In reality, hammers will be half right, and half wrong. Sure, there will be people out there who are very price sensitive, but not all. Others will be sensitive to quality (so long as they understand what quality means in this context) or to convenience or to other things. We all know that some people are very sensitive to "reputation of service provider" - hence using BG.

I don't know enough about the job to define this exactly, but I am guessing that there is a difference between the bare legal minimum and what most responsible engineers would consider "best practice" ?

So create three products:

Basic Service (bare minimum)
Service Plus (best practice)
Deluxe service (best practice, plus some items that are not necessary, but might be useful, or put customers minds at rest)

Given the choice of 3 options, SO LONG AS THEY CAN SEE SOME VALUE DIFFERENCE, most people will take the middle option.

Then price in convenience:

09:00 - 16:00 weekdays. Basic service £50, Service plus £75, Deluxe service £99
07:00 - 09:00 or 16:00 - 18:00 weekdays. Basic service £60, Service plus £85, Deluxe Service £109
Weds evening 18:00 - 21:00 or Sat AM 09:00 - 12:00 Basic service £90, Service Plus £110, Deluxe Service £130.

It doesn't matter what the actual prices are - the important thing is to get differentiation.

Sure, most will still go for the £50 option, but some will trade up. Some will trade up a long way.

If you only offer a cheap option, 100% of your customers will get the cheap option - even those who would have paid more. You have to give them the option to pay you more!
 
I was thinking about this today.

The problem with a gas boiler service, is that it has become a commodity. No one differentiates between a good service, and an ordinary service. Or a convenient service vs an inconvenient service. Believe it or not, but there are dozens of books on pricing strategies that help solve problems like this.

In reality, hammers will be half right, and half wrong. Sure, there will be people out there who are very price sensitive, but not all. Others will be sensitive to quality (so long as they understand what quality means in this context) or to convenience or to other things. We all know that some people are very sensitive to "reputation of service provider" - hence using BG.
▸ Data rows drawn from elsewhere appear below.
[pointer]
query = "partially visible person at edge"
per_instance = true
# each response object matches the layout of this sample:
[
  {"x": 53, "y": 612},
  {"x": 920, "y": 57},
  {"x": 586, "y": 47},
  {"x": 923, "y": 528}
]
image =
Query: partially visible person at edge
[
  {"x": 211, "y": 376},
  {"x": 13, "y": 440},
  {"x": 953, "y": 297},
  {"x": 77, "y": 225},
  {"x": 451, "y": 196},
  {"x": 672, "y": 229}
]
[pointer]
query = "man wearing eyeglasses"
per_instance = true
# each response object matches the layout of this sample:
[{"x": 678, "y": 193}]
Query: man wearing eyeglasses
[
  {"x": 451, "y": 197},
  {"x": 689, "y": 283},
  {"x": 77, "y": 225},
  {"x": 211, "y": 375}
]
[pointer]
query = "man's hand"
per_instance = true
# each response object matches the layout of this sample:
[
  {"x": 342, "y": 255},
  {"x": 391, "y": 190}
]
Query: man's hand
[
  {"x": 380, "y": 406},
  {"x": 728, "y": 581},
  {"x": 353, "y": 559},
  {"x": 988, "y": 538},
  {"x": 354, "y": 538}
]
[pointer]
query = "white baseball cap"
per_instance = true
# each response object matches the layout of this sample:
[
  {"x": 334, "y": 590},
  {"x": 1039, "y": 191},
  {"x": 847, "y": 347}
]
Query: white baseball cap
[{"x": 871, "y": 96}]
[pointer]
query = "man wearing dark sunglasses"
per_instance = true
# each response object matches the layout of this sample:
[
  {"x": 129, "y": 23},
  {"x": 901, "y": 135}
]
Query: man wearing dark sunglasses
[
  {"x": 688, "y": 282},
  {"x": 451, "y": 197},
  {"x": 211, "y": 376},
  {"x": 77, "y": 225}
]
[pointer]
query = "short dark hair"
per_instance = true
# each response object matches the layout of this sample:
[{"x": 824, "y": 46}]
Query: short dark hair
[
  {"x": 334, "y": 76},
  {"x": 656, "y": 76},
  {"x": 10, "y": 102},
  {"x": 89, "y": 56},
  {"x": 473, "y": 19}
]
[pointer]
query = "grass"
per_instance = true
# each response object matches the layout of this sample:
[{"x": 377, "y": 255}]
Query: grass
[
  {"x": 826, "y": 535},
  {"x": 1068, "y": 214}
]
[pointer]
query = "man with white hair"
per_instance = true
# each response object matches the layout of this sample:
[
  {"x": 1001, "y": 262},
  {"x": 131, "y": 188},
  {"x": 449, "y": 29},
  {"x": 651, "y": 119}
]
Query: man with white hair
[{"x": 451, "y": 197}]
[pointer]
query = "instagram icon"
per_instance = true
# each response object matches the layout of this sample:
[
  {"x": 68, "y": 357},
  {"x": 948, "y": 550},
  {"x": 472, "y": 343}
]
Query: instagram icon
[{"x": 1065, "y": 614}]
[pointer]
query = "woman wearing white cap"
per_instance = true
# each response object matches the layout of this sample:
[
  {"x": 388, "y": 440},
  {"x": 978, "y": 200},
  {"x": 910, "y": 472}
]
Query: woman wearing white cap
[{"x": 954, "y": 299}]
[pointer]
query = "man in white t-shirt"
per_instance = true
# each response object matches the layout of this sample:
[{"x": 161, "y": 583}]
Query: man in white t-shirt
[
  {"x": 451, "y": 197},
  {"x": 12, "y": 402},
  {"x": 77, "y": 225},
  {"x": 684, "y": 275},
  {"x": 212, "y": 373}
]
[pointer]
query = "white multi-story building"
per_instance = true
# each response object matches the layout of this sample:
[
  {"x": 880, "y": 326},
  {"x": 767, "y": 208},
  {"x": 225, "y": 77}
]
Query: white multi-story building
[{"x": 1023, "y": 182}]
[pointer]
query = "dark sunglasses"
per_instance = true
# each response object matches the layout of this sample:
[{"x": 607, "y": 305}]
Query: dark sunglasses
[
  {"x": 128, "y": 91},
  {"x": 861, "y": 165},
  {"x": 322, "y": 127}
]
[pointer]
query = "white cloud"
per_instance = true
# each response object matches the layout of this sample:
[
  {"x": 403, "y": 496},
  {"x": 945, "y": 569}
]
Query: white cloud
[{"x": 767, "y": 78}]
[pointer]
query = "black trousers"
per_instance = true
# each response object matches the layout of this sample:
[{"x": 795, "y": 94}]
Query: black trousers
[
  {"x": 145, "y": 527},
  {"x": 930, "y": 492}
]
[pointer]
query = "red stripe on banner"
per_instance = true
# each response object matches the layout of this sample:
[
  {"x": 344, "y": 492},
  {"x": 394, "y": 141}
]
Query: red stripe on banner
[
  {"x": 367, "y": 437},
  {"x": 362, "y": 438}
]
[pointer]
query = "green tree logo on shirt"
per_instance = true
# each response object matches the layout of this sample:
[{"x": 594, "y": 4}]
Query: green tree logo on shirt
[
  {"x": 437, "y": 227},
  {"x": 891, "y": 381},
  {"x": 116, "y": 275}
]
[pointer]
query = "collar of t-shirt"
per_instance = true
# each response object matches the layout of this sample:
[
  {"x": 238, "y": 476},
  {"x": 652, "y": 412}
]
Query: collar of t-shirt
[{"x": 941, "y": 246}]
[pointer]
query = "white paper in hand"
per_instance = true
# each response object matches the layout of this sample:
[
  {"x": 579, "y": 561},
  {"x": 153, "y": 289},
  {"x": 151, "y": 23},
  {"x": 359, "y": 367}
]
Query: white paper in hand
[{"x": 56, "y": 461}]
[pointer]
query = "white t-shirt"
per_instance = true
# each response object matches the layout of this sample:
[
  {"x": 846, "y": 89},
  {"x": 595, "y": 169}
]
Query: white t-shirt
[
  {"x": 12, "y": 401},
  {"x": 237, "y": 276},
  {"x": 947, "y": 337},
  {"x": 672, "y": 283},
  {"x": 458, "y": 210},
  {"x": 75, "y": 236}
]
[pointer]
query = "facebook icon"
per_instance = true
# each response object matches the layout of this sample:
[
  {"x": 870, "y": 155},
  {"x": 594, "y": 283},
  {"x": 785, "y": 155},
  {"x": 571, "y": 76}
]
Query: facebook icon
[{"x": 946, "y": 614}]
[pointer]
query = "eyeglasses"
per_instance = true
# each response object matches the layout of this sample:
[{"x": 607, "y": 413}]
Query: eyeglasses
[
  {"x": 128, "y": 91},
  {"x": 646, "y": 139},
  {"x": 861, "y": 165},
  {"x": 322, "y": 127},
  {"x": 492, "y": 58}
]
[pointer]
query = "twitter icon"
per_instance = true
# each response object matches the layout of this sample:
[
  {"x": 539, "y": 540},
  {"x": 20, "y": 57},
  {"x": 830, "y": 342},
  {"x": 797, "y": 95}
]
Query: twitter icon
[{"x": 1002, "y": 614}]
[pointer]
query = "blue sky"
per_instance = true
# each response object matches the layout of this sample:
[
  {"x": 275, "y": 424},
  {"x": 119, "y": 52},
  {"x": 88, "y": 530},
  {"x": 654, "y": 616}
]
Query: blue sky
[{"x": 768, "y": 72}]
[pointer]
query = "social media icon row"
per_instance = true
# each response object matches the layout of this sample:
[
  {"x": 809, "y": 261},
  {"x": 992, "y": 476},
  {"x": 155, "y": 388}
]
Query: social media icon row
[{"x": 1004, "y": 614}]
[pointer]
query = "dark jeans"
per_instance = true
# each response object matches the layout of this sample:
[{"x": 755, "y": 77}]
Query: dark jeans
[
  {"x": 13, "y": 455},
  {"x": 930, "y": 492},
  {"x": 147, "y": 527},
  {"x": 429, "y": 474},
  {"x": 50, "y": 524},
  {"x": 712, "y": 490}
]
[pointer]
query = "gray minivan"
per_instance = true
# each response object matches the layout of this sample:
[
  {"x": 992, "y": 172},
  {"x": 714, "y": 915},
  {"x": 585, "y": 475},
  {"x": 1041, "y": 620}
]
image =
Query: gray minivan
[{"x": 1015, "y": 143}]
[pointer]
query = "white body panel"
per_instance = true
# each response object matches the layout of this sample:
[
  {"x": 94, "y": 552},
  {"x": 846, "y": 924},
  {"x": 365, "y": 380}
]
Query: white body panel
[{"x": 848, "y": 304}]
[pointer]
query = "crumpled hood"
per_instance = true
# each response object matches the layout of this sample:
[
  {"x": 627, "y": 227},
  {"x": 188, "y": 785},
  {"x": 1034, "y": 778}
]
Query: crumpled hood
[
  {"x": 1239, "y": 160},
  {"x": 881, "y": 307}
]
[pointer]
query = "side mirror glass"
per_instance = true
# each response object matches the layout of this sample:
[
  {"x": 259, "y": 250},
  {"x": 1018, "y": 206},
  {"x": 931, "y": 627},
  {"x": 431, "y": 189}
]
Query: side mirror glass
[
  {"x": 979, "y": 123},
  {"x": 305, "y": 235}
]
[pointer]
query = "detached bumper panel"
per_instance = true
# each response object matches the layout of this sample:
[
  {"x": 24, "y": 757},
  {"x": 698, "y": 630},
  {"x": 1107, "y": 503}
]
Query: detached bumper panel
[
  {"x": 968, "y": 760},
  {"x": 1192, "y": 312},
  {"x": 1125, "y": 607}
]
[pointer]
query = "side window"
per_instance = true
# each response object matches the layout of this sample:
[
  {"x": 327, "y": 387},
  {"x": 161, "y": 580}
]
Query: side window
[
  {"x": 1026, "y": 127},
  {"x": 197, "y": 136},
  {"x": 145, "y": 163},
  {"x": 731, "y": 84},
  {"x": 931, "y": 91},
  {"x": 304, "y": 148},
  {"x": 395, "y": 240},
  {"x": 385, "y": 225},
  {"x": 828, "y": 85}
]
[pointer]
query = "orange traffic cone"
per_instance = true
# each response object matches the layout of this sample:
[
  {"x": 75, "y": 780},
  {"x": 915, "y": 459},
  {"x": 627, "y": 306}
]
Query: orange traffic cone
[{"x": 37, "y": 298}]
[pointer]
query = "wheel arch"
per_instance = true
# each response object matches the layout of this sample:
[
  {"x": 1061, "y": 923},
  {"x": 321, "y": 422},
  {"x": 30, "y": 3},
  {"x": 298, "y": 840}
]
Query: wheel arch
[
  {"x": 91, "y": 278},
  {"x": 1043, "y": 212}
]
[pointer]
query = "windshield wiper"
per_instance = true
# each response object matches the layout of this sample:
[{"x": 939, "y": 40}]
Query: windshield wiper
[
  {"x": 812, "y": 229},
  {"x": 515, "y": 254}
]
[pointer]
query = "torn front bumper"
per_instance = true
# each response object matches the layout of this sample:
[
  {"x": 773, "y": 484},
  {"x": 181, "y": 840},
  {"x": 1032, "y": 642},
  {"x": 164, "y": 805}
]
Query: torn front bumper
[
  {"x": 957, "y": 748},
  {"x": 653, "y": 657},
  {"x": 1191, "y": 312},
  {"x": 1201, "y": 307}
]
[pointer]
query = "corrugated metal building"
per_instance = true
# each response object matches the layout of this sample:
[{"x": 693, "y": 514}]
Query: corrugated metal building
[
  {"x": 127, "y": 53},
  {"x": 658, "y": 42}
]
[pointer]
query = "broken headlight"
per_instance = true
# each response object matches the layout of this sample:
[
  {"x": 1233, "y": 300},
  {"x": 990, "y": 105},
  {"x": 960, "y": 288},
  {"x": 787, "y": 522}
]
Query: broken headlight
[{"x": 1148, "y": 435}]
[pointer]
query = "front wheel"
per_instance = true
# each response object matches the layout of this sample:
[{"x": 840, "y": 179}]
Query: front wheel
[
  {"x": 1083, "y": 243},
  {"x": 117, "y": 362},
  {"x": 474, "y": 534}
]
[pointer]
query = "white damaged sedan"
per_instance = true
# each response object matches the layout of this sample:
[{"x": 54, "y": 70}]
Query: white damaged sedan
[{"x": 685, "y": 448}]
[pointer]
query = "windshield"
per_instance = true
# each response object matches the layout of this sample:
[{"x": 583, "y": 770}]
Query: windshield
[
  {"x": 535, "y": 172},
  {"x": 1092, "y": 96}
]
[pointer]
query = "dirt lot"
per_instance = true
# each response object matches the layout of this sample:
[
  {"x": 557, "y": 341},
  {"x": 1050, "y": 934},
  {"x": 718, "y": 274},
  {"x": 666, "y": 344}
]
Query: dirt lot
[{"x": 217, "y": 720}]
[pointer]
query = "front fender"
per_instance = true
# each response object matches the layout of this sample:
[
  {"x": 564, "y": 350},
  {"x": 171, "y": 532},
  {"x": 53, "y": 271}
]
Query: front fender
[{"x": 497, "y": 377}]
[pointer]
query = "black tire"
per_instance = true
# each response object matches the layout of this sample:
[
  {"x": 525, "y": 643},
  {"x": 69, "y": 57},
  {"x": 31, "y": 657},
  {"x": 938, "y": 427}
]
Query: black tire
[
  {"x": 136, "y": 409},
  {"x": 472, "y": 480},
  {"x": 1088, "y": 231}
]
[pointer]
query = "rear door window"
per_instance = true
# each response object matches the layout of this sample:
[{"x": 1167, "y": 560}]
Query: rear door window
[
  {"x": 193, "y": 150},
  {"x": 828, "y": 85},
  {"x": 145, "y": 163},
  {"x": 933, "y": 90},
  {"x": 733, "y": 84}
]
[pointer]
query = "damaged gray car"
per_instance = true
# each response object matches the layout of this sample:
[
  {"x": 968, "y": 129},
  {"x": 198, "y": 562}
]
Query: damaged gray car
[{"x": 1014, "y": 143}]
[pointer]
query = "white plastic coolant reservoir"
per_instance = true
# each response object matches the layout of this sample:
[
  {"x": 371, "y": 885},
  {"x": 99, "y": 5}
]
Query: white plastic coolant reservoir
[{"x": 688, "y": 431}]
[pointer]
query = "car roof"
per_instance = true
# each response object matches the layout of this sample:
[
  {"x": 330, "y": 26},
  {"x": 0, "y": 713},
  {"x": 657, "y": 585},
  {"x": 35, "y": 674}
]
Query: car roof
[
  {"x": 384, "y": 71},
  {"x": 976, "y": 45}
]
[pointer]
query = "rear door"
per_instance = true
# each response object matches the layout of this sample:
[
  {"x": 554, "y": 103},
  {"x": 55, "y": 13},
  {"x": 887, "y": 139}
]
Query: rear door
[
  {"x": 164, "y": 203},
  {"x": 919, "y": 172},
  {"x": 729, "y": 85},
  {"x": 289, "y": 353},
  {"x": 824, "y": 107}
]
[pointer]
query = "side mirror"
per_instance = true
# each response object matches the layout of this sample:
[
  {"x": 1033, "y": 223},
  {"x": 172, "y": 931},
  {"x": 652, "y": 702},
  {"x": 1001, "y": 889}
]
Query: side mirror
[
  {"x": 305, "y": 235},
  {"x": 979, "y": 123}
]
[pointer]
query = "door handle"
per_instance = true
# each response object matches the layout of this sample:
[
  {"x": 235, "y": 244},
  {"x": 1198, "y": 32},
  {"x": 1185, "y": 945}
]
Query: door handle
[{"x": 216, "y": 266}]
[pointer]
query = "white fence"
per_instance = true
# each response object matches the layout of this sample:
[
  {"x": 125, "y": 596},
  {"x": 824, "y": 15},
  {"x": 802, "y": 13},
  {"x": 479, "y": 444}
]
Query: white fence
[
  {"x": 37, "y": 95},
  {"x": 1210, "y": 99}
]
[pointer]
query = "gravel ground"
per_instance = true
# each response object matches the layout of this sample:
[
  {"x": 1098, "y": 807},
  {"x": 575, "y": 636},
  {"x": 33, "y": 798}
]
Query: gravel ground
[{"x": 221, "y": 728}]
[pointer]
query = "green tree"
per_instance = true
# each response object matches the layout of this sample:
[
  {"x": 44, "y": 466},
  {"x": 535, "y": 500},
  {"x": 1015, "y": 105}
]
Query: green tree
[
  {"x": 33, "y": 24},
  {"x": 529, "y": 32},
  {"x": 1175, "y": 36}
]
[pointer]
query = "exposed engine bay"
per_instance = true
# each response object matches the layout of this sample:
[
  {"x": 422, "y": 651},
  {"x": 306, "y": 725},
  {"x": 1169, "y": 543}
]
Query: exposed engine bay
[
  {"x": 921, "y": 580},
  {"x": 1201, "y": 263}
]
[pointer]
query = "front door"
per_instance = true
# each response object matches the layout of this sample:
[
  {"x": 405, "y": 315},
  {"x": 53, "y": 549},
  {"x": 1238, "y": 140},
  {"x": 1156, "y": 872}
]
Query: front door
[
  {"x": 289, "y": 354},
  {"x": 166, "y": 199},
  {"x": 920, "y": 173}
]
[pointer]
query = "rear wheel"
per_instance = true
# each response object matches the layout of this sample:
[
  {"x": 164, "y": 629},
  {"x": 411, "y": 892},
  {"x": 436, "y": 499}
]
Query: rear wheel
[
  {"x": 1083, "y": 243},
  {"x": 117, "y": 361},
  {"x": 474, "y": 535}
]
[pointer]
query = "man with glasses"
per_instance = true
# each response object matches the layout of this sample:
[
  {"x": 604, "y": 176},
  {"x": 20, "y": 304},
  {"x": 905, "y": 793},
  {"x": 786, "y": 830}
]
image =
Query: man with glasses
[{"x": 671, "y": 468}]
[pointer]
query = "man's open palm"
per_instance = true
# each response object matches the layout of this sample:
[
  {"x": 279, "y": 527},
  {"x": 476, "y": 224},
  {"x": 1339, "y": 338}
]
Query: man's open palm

I don't know enough about the job to define this exactly, but I am guessing that there is a difference between the bare legal minimum and what most responsible engineers would consider "best practice" ?

So create three products:

Basic Service (bare minimum)
Service Plus (best practice)
Deluxe service (best practice, plus some items that are not necessary, but might be useful, or put customers minds at rest)

Given the choice of 3 options, SO LONG AS THEY CAN SEE SOME VALUE DIFFERENCE, most people will take the middle option.

Then price in convenience:

09:00 - 16:00 weekdays. Basic service £50, Service plus £75, Deluxe service £99
07:00 - 09:00 or 16:00 - 18:00 weekdays. Basic service £60, Service plus £85, Deluxe Service £109
Weds evening 18:00 - 21:00 or Sat AM 09:00 - 12:00 Basic service £90, Service Plus £110, Deluxe Service £130.

It doesn't matter what the actual prices are - the important thing is to get differentiation.

Sure, most will still go for the £50 option, but some will trade up. Some will trade up a long way.

If you only offer a cheap option, 100% of your customers will get the cheap option - even those who would have paid more. You have to give them the option to pay you more!

That's a very interesting persepective Ray. It does hold true in so many areas - people will turn their nose up at supermarket own-brand goods and pay a premium for branded goods that are made in the same factory, to the same recipe and process.

I'm going to adopt this tiered pricing strategy. I will report back!
 
I don't diiferentiate. My rates are:

Mon-Fri:
8:00 - 18:00 £65/hr
18:00 - 08:00 £97.50/hr

Weekends and bank holidays:
08:00 - 18:00 £97.50/hr
18:00 - 08:00 - £130/hr

Boiler service (not back boiler) is £75 + parts
Landlord cert is £75 for boiler and hob / freestanding cooker. Fires additional £25 each.
 
A lot depends on your location & the amount of completion that you have, makes no difference what you charge someone will always undercut you.